Table 2. Matrix of significant Fst P values for pairwise E. angustifolia accession comparisons. A + indicates a significant difference between accessions.
Of the several primers screened, two generated markers that were unique to P. integrifolium in amplifications of template DNA from this species, E. angustifolia, E. pallida, and E. purpurea. Subsequent quality analysis proceeded with the P. integrifolium-specific 420 bp marker generated with primer O-13 and adulterated samples of E. angustifolia only. This marker could be detected among amplification products of RAPD reactions containing template DNA extracted from combined bulked tissues of P. integrifolium and E. angustifolia (Fig. 3) at levels down to 10% P. integrifolium.
Fig. 3. Polyacrylamide gel of RAPD profiles generated with primer OPO-13 for P. integrifolium, E. angustifolia, and template DNA from combined samples. Lane M= pGEM DNA marker, Lane 12=P. integrifolium individuals, lane 3=1:1 E. angustifolia:P. integrifolium, lane 4=3:1 E. angustifolia:P. integrifolium, lane 5=9:1 E. angustifolia:P. integrifolium, lane 6=99:1 E. angustifolia:P. integrifolium, lane 78=E. angustifolia individuals.

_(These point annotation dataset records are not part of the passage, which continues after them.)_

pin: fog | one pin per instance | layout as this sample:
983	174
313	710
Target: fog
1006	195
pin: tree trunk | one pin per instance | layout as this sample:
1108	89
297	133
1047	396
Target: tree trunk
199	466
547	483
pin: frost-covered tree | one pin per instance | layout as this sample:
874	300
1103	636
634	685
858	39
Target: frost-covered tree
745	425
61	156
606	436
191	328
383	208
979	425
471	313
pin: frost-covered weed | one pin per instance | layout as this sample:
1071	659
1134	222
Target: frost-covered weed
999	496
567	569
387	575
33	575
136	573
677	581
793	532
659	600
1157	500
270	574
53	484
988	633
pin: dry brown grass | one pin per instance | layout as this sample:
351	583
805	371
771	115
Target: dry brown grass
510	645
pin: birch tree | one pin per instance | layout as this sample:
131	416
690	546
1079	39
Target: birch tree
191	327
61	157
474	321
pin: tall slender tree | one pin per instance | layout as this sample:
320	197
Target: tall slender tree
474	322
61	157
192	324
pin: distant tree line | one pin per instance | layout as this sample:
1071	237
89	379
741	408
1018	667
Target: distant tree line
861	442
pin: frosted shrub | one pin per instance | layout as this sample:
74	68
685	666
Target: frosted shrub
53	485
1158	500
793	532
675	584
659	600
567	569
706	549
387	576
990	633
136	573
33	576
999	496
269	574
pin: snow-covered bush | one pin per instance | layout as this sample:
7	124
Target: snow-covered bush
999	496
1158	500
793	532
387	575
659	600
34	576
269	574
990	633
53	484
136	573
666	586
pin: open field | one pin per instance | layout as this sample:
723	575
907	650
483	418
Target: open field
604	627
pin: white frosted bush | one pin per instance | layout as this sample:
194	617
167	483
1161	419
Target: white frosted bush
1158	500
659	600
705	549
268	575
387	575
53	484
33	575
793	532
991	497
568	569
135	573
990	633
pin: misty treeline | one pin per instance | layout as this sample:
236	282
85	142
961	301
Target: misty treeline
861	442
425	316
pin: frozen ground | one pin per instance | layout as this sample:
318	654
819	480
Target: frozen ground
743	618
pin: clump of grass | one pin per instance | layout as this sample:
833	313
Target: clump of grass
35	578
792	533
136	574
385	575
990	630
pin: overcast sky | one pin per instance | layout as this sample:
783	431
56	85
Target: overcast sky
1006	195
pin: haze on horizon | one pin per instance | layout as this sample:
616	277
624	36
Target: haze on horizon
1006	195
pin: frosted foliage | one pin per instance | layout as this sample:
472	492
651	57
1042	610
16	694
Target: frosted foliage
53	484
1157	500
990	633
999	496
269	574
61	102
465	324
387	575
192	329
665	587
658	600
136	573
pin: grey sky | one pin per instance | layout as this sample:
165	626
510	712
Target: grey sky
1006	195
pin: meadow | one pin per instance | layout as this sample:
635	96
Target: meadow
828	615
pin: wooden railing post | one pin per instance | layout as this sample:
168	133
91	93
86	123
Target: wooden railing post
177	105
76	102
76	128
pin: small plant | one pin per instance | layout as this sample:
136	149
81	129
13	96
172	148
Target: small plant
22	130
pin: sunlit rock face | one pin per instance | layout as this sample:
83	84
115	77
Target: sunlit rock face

The RAPD technique has been successfully used in a variety of taxonomic and genetic diversity studies (Jain et al. 1994; Li et al. 1999; McGrath et al. 1999; Nebauer et al. 1999; Rodriguez et al. 1999), and was found by Wolf et al. (1999) and by us to be suitable for use with Echinacea species in its ability to reproducibly generate polymorphic markers. Wolf et al. (1999) has published a report demonstrating the utility of the RAPD technique for the discrimination of E. purpurea, E. angustifolia, and E. pallida using two different primers. Our study reports an additional 17 RAPD markers capable of distinguishing among the commercially relevant Echinacea species and E. atrorubens, and extends the application of those markers to the identification of the genetic relationships between those species and the diversity and structure present within those species (Kapteyn et al. 2002). RAPD data was used to partition genetic variation between the within accession and among accession levels for the three commercial species and to identify E. pallida and E. angustifolia accessions which may serve as potential sources of unique genetic material. The sensitivity of the RAPD method also permitted the detection of P. integrifolium adulteration of E. angustifolia at levels down to 10%. The results presented here demonstrate the utility of using RAPD markers to characterize interspecific relationships, to evaluate germplasm diversity in Echinacea species, to identify potential sources of unique germplasm material, and to identify the presence of specific adulterants in botanical samples.